I think the main problem with the E-mount is that its registration distance is too close for its own good. The digital sensor just isn't ready for it, resulting in color shifts in the corners. The 16MP sensors are significantly less affected by it, while the 24MP NEX-7 suffers from it greatly. I've seen the samples of the Zeiss Biogons and Leica Summicrons, the magenta color cast is horrible and while you can fix it with third party software (Cornerfix), it requires a very specific workflow and can be tedious with a large collection of shots with mixed lenses. Even the new 10-18 ultrawide seems to exhibit this problem on the NEX-7. I think Zeiss was very well aware of it and designed their 24/1.8 Sonnar around the problem -- if you have this lens you'd notice the rear element is actually buried deep inside the lens mount, meaning they actually increased the distance away from the sensor.

 

With that in mind, a full frame version of this mount would be an even bigger problem. I think any fullframe mirrorless will need to have a registration distance equal or greater to the M-mount in order to perform well, IQ-wise, but that would make such a camera significantly less attractive if you can no longer adapt M-mount lenses to it.

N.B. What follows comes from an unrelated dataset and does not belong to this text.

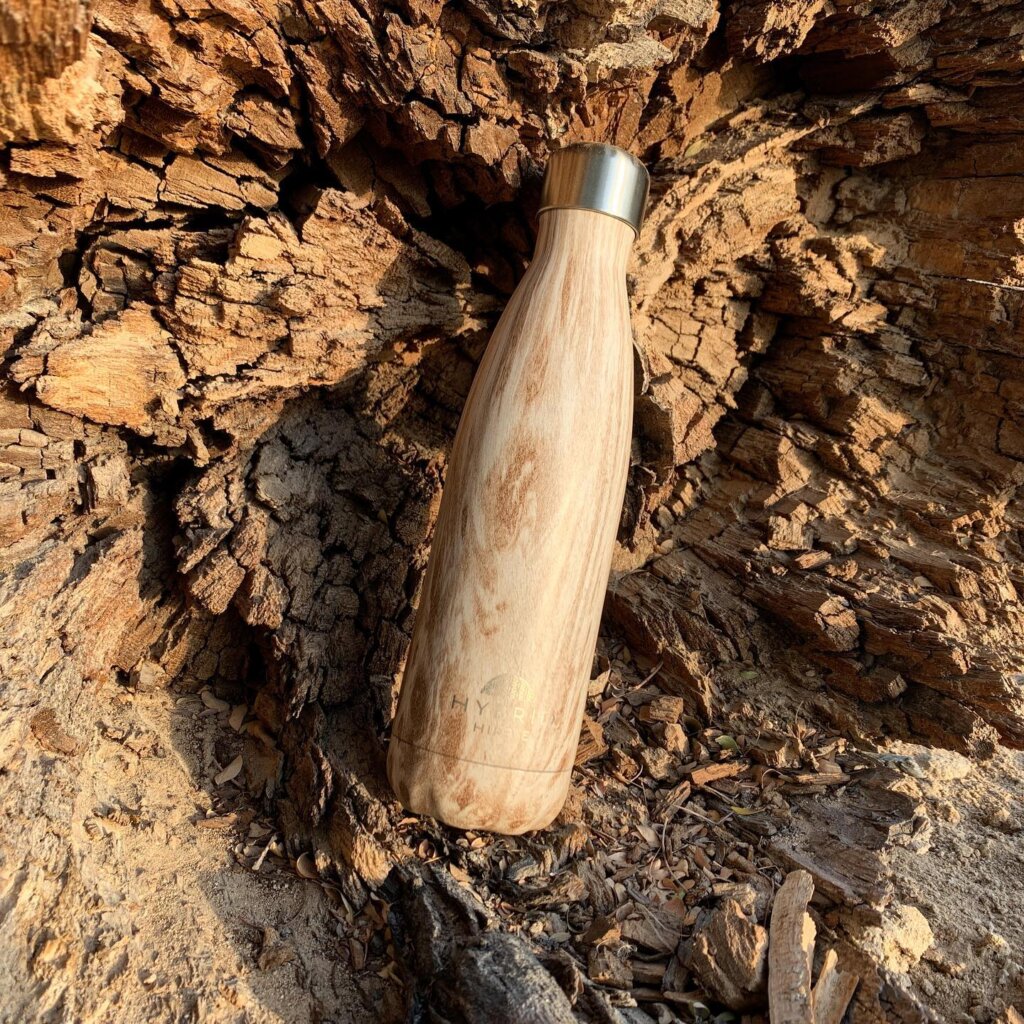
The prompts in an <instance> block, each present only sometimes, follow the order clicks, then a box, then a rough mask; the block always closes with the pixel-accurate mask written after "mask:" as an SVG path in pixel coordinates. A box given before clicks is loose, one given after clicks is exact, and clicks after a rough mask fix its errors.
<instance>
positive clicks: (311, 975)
mask: <svg viewBox="0 0 1024 1024" xmlns="http://www.w3.org/2000/svg"><path fill="white" fill-rule="evenodd" d="M236 693H237V691H236ZM89 711H90V713H92V724H93V730H92V733H91V738H90V739H89V740H88V751H87V753H84V755H83V757H82V759H81V762H80V768H79V770H78V777H77V778H76V779H74V780H72V779H70V778H63V779H62V778H61V772H62V770H63V769H65V759H63V758H62V757H61V755H60V753H59V750H58V748H59V744H60V733H59V731H55V732H53V731H51V732H50V733H49V734H47V735H43V740H42V741H41V742H40V743H38V744H32V743H27V744H25V746H24V748H23V751H22V754H20V760H19V758H18V757H17V756H15V757H14V758H13V759H11V760H9V761H8V763H7V765H6V766H5V767H6V769H7V771H19V770H34V768H33V765H32V764H31V763H30V762H32V760H33V759H40V760H41V761H43V762H48V763H49V766H50V770H49V771H48V772H47V776H46V777H49V778H50V779H51V782H52V786H51V788H50V791H49V792H48V793H47V794H44V795H41V800H42V801H43V802H44V803H46V804H47V806H46V808H45V814H42V815H40V817H39V820H40V821H44V820H45V821H48V822H49V824H48V826H47V827H46V828H45V829H44V831H43V833H40V831H38V828H37V826H36V825H34V824H33V823H31V822H29V821H23V822H18V821H16V820H12V821H9V822H8V825H13V828H12V829H11V830H10V831H8V833H7V838H6V840H5V842H4V847H5V850H4V854H3V856H4V864H3V873H2V890H0V901H2V902H0V905H2V907H3V912H4V916H5V918H7V915H8V914H10V915H11V916H10V918H7V920H8V926H10V925H11V924H13V925H14V927H7V928H5V929H4V933H3V934H4V938H3V939H2V940H0V946H4V945H6V944H7V943H8V942H11V943H12V942H15V941H20V938H22V937H24V936H25V935H29V936H30V937H31V939H30V941H31V942H32V945H33V948H32V949H31V950H29V951H28V955H26V952H27V951H26V950H23V949H14V948H7V949H5V950H3V951H2V955H0V990H2V992H3V993H4V994H3V995H2V996H0V1000H2V1002H0V1020H2V1021H3V1022H11V1024H13V1022H15V1021H17V1022H19V1021H30V1020H32V1021H65V1020H76V1021H83V1022H91V1021H108V1020H125V1021H127V1020H133V1021H193V1020H195V1021H200V1020H202V1021H204V1022H241V1021H246V1022H270V1021H274V1022H278V1021H287V1022H296V1024H299V1022H303V1024H304V1022H309V1021H317V1022H334V1024H349V1022H351V1024H355V1022H362V1021H387V1020H400V1019H401V987H400V982H398V981H397V980H396V978H395V977H394V976H393V974H392V973H391V972H388V971H387V970H386V969H385V970H384V971H383V972H382V971H381V964H386V963H387V961H388V959H389V957H388V955H387V950H386V949H385V948H382V944H383V941H384V940H383V939H382V938H381V935H382V934H383V933H378V935H377V937H376V939H374V940H372V942H371V947H370V949H369V954H370V955H369V958H368V959H367V963H368V964H369V967H366V968H364V970H362V971H361V972H360V971H357V970H356V969H355V967H356V962H357V961H361V959H364V957H365V956H366V953H367V950H366V946H365V944H362V942H361V937H360V936H359V935H357V934H356V931H357V926H356V924H355V923H354V922H353V918H352V915H351V914H350V913H347V912H346V908H345V906H344V903H343V901H339V899H338V898H337V893H336V891H333V890H332V889H331V887H330V886H324V885H322V884H321V883H319V882H317V881H315V880H305V879H303V878H300V877H299V873H297V871H296V869H295V865H294V864H293V863H292V862H290V861H289V860H288V858H287V857H283V856H275V853H284V850H283V848H282V847H281V846H280V845H279V843H278V837H275V835H274V833H273V823H272V822H271V821H268V820H265V819H263V818H261V817H259V816H258V815H256V814H255V813H254V812H253V811H252V810H251V808H252V806H253V801H251V800H250V798H249V797H248V796H247V795H245V794H244V793H243V792H242V790H241V788H240V781H241V776H237V777H234V778H228V777H225V776H230V775H231V774H232V766H233V765H234V764H236V762H234V758H236V756H237V753H238V751H239V750H241V734H240V733H239V732H238V731H237V730H236V728H234V727H233V726H234V725H238V724H239V723H240V722H241V721H242V720H243V713H242V712H241V711H240V710H239V708H238V706H231V705H230V702H229V701H227V702H223V703H222V702H220V699H219V698H218V697H216V696H215V695H214V694H212V693H211V692H210V691H206V693H205V695H204V694H196V693H181V692H175V691H168V690H161V689H158V690H154V691H152V692H145V691H142V692H136V693H131V692H128V691H125V690H123V689H120V688H116V687H113V686H108V687H104V688H102V689H101V690H100V691H97V692H95V693H93V694H92V698H91V707H90V709H89ZM45 725H46V723H45V722H37V723H36V726H35V732H36V734H37V738H39V736H40V735H41V734H43V733H44V732H45ZM66 738H68V737H66ZM34 745H35V746H36V748H37V751H38V753H33V750H32V748H33V746H34ZM887 754H888V755H891V756H892V757H893V758H895V759H896V760H895V761H894V763H896V764H898V765H900V766H901V767H902V768H903V769H904V771H905V772H906V774H907V779H908V785H910V786H911V787H912V786H918V787H920V790H921V793H922V796H923V797H924V799H925V800H926V802H927V804H928V806H929V809H930V812H931V817H932V819H933V833H932V843H931V849H930V851H929V852H928V853H927V854H914V853H911V852H909V851H908V850H905V849H902V848H897V849H896V850H895V852H894V861H893V863H894V866H895V869H896V870H895V873H896V880H897V895H898V897H899V899H900V901H901V902H902V903H904V904H909V905H911V906H914V907H916V908H919V909H920V910H921V911H923V913H924V914H925V916H926V918H927V919H928V922H929V924H930V926H931V929H932V931H933V933H934V944H933V945H932V946H931V948H929V949H928V951H927V952H926V953H925V955H924V958H923V959H922V961H921V963H920V964H918V966H915V967H913V968H912V970H911V971H910V975H909V978H910V982H911V985H912V989H913V991H914V992H915V993H916V994H918V995H919V996H920V997H921V998H922V1001H924V1002H925V1004H926V1005H928V1006H931V1007H934V1008H941V1009H939V1010H938V1011H937V1017H936V1019H937V1020H943V1021H950V1022H957V1024H958V1022H962V1021H963V1022H970V1021H979V1022H987V1021H992V1020H994V1019H995V1018H996V1016H997V1015H998V1014H999V1013H1000V1012H1001V1011H1002V1010H1005V1008H1006V1006H1007V1005H1008V1004H1013V1002H1016V1004H1017V1006H1020V1005H1021V1001H1022V1000H1024V970H1022V962H1024V928H1022V921H1021V918H1022V914H1021V908H1022V907H1024V828H1022V820H1021V807H1022V806H1024V801H1022V797H1024V755H1022V754H1020V753H1007V752H1000V753H998V754H997V755H996V757H995V758H994V759H992V760H991V761H989V762H987V763H984V764H980V765H972V764H971V763H970V762H968V761H967V760H966V759H964V758H962V757H959V756H958V755H955V754H951V753H948V752H936V751H928V750H926V749H924V748H916V746H910V745H907V744H901V743H894V744H892V746H891V749H890V750H889V751H888V752H887ZM38 767H39V765H38V764H37V765H36V766H35V770H38ZM218 778H219V779H220V781H219V782H218V781H217V779H218ZM73 781H74V786H73V785H72V784H71V783H72V782H73ZM76 788H77V796H76V797H75V798H74V800H73V801H72V802H70V803H63V804H62V803H61V795H62V794H70V793H73V792H75V791H76ZM5 830H6V829H5ZM61 833H62V835H61ZM17 837H20V842H17V841H16V839H17ZM12 840H14V842H12ZM65 844H67V845H65ZM267 848H268V849H267ZM256 849H258V850H260V851H262V850H263V849H267V854H266V856H264V858H263V860H262V863H261V864H260V867H259V869H258V870H253V869H252V868H251V867H247V866H244V865H245V864H246V863H251V862H252V855H253V852H254V850H256ZM299 867H300V868H301V867H302V865H301V864H300V865H299ZM32 914H35V915H36V921H35V922H34V923H32V924H30V923H29V922H28V921H27V918H28V916H29V915H32ZM374 942H376V944H377V947H376V948H375V947H374V945H373V943H374ZM360 950H361V952H360ZM26 959H28V962H29V963H30V964H31V974H30V976H28V977H27V976H24V975H22V974H19V968H18V967H17V965H19V964H23V963H24V962H25V961H26ZM381 974H383V975H384V977H381V976H380V975H381Z"/></svg>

Edited by MadCow - 12/4/12 at 6:30pm
post #2355 of 2659

I don't know where you are in MY but I would be very surprised if there weren't a Leica repair center in Singapore.

 

When I say that it's a non-issue, I speak from my experience with three Leica bodies dating from the 50s-70s that were originally owned by my dad before I usurped them.  They've never needed adjustment.  Now, that doesn't mean there's no problem but I wouldn't worry about it too much.

 

Look for a good late model M6.  Not a whole lot different than the MP and a bunch cheaper.

 

EDIT: Actually, the M6 might be preferable to the MP as the M6 has the M4 version rewind knob.  The MP uses the M3/M2 knob that's a complete pain to use, even if it looks nicer.